The prototype was conceived and developed by Toyota Australia's product design team and hand-built in Japan under the direction of the global sports car division.
The global premiere of the Toyota 86 Shooting Brake, in the unlikely location of the Sutton Road Driver Training Centre just outside Queanbeyan, is another in a sequence of 86 concepts, satisfying chief engineer Tetsuya Tada’s long-held ambition to eventually create a family of 86-based models.
There is no guarantee that the Shooting Brake will head into production – it would have to satisfy a serious business case first. But Toyota Australia’s chief designer Nicolas Hogios points out that the impressive passion project has made it beyond the pure design study stage into clay and eventually to a full working prototype. It has also been track tested in Japan.
The shock arrival of the 86 Shooting Brake concept will delight the huge crowd expect at the festival on Saturday.
The Shooting Brake concept, which incorporates a more practical hatch styling to the rear of the popular sporty coupe, adds a unique flavour with more rear head room and luggage space.
Toyota senses the Shooting Brake concept could be a classy option for active couples or a second car for families who want something different. Track one day; dirty weekend away the next.
Tada-san, usually very protective of his 86 baby, is more than happy with the Shooting Brake look, which he says retains the purity of the original design.
He was inspired to support the project when shown a one-quarter scale clay model during a visit to Australia in November 2014.
"I was totally surprised - and I liked it so much I arranged for my expert takumi prototype craftsmen to hand-build the Shooting Brake concept based on the Australian design," Tada-san said.
"The concept car is a fully functional, driveable vehicle that has been put through its paces on Toyota test tracks.”
It weighs 39kg more than the coupe on which it is based, with most of the additional mass rearward, actually helping the weight distribution reach an almost ideal 51-49 balance.
"The nicely weighted and direct steering of the 86 ensures the car retains the involving drive experience of the coupe with a slightly more neutral feel in tight corners on a driver's favourite road," Tada said.
Tada-san said Toyota wanted to gauge reaction to the concept, although it was conceived as an internal design study and there were no plans for production.
Production may be a long shot, but Tada suggests its creation is a demonstration of the passion within the automotive giant.
Hogios said his Australian design team engaged in enthusiastic debate about the extent to which they should make changes to the 86 coupe, eventually remodelling only the rear quarter and roof.
"Like kids in a lolly shop, we thought about restyling more of the car,” said Hogious.

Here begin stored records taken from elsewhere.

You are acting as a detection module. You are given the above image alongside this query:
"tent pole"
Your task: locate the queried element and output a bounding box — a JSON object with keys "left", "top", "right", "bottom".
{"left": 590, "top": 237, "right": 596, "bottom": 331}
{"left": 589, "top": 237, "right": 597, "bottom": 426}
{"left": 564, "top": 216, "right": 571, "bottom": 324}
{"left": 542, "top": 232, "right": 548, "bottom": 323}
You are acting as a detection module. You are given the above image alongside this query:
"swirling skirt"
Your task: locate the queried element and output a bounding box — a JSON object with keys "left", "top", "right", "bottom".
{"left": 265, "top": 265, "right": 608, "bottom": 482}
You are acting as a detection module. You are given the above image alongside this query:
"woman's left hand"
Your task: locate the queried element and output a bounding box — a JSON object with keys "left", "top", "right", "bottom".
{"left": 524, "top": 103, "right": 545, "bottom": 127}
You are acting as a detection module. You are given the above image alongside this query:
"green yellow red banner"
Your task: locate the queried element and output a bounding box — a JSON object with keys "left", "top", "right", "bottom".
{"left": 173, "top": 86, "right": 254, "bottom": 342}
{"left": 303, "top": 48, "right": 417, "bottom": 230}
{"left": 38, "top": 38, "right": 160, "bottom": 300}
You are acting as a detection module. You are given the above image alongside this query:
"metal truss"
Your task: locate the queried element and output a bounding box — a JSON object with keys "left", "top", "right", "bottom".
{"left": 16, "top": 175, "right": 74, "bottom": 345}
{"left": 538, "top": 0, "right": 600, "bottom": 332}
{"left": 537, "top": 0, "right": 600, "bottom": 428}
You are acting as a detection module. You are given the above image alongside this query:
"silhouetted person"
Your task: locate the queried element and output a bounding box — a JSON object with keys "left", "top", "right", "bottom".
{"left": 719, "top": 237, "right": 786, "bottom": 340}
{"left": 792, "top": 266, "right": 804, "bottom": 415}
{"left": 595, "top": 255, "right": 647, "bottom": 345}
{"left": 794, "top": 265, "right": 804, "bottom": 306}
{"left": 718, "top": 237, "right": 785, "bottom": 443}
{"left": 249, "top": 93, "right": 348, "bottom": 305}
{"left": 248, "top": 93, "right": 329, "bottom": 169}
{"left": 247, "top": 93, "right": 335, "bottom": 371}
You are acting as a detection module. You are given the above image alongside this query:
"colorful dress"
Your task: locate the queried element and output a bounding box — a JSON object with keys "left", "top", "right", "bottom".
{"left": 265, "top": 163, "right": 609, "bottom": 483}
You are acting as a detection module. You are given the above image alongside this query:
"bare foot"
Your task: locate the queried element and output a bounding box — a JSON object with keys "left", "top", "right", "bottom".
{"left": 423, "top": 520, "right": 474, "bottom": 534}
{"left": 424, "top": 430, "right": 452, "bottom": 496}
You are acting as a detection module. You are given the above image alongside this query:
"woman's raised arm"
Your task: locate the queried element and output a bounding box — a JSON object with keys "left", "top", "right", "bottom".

“However, like a good parent saying 'no' to too many sweets, we made the conscious decision to keep as much of the original 86 as possible, only changing what was absolutely necessary.
"The silhouette is still sporty, taut and energetic, but it's more practical as it allows the roof to be used to carry surfboards, bikes or storage pods for a weekend away while the larger opening of the new boot enables much easier loading.”